Its branches reach the stars

Lieutenant Uri Murr knew the moment her grandmother died.

She was doing engineering when Grandma Shana cracked the daboo wood bead on her kin’s knot: a sharp, dry, quiet sound unmistakable to anyone from the Dharmendu colony. Ori could have woken up from a deep sleep.

She wraps her fingers around the bead, tracing the slit that runs through it. Her grandmother had hand-carved this bead from a branch of her kin’s tree, and Ori carried it all her life. Silent tears were running down her face as she freed him with the touch of the rope that held the beads of her other relatives, those gifted from her parents, aunts, uncles, brothers and sisters, her best friends.

“Bit, what is reading… what’s wrong?” The chief of engineering, Commander Corey Yates, saw her tears and pressed her chair to Ori’s side. Her face changed when she saw the bead shaken in Ori’s palm. “what happened?”

The crew didn’t really understand the kinship and kinship beads – no one else had come from Darmindo – but they knew it mattered to Ori.

“my grandmother.” Ori inhaled heavily.

“Grandma Shana? Oh, Ori, I’m sorry. “

Other fellow crew members approached, touched her shoulder and murmured condolences. They had all heard Grandma Shana’s stories, drank Dabo syrup cakes, and even tapped into Grandma’s used wisdom.

“It’s no surprise. She was 132 years old, and she had been fading for a while.
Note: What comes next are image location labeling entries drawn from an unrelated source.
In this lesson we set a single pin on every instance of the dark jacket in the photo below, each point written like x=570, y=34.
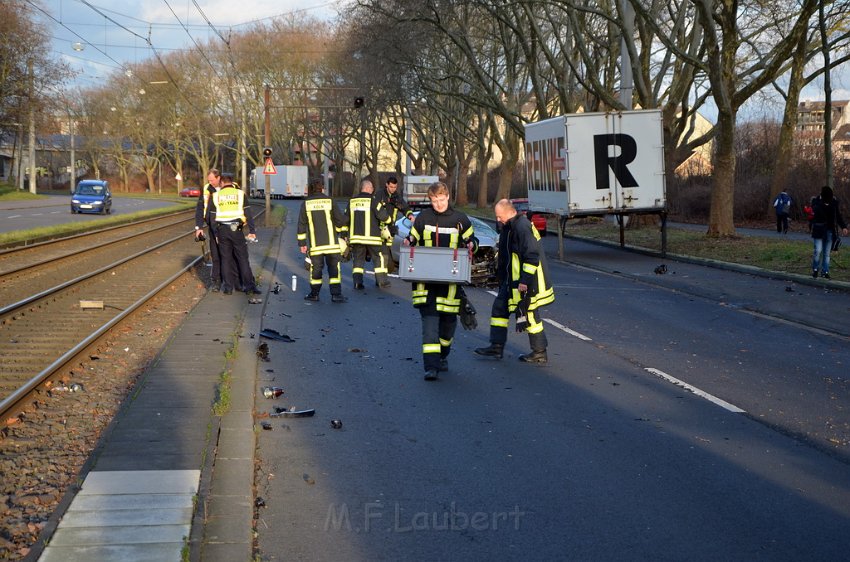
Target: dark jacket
x=522, y=260
x=827, y=217
x=365, y=216
x=394, y=204
x=204, y=208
She had a good life. A strong tree.”

“This can be comforting, but it’s still hard.” Yates squeezed her hand. “Go and take some time for yourself. The rest of us can end here.”

Uri left, but did not go to her headquarters. Soon she went to wrap herself in the fleece blanket her grandmother had made for her long ago when she joined the science fleet. She was watching the old family’s holo clamp their dabbo mug – the first thing she carved with the help of Grandma Shana.

thus. But for now, she has a responsibility to attend.


I found Captain Ramsey in her office. At the sight of Ori’s tear-stained face, the captain sat her down and made her a cup of tea.

“My grandmother Shana’s bead is cracked. That means she is dead.” Ori held the bead: burgundy and amber flowers on light brown in the palm of her hand, its silky smoothness tinged with a coarse crack. “I want to ask: Are there any habitable planets that we can get around to? I’m supposed to plant the bead where it can grow. Preferably on Darmindo, but…”

Their ship was three years on a long distance survey mission. All their homes were too far away.

“I will check, but I don’t think there is anything close enough. I am not an expert in the customs of the Darmindo, but… do you really want to plant it on some barely known planet, so far away?”

“It’s not perfect. At home, my family would cut down the grandmother’s spirit tree for its wood and plant all the kernels of her kin in her place. If there were new children in the community, it would become one of the new trees for them. The others wouldn’t be. for Anyone, but they will be honored and protected. This is how we keep our forests strong – all trees are family. The more love you share, the more forests you plant.”

Ori realized she was wandering, although Captain Ramsay listened with kind attention. “Anyway, if we’re out of the world, we’re supposed to find a special place to grow it. But there aren’t many options. I’d rather plant it.” somewhere than letting it fade.”

“How about the container? Until our job is done?”

Ori shook her head. “It is not supposed to be replanted. I need to give it a home.”

“Let me see what I can find.”


Hours later, Captain Ori called into the lower lounge. Wrapped in a grandmother’s blanket, I was surprised to find the entire crew waiting. Served Yeats a plate of biscuits, the rich atmosphere was filled with the characteristic sweet sourness of Dabo syrup. It was still warm.

“You… made cookies for your grandmother?”

“I borrowed the recipe. Hope you don’t mind, I used some of your drink.”

Ori couldn’t answer. Taste of the house brought tears to her eyes.

“And I think we have a solution for your bead,” said Captain Ramsey.

The crew moved in, revealing a spacious planting bowl built into the middle of the floor. Ori blinked, confused.

“Dirt from hydroponics, is enough to start that. We can move the canals underground, lower the ceiling in the level below, and add supports so that there is room for the roots to spread without breaking anything.”

“But dabu trees grow 20 meters high…”

“It’s long but it’s narrow, isn’t it?” Yeats carried a pillow: blueprints, showing holes cut through the floors above, walls and equipment turned to free up space at the top. “We will give him room to grow. As long as this ship is in service, it can grow higher off deck, and it will never have to move.”

“I don’t understand. I love you all, you are the most amazing crew, but why are you doing this? You never knew Grandma Shana.”

Yates shrugged her shoulders. “No, but we know and love you, and you have helped make you who you are. So you have helped us all in some way.” I smiled. “She made amazing cookies.”

Ori’s heart had never felt so full. I swept a hollow in the dirt, and sowed the grain of Grandma Shana’s relatives: with the soil from her ship, with water and love. Its roots will never touch its original world, but its branches will reach the stars.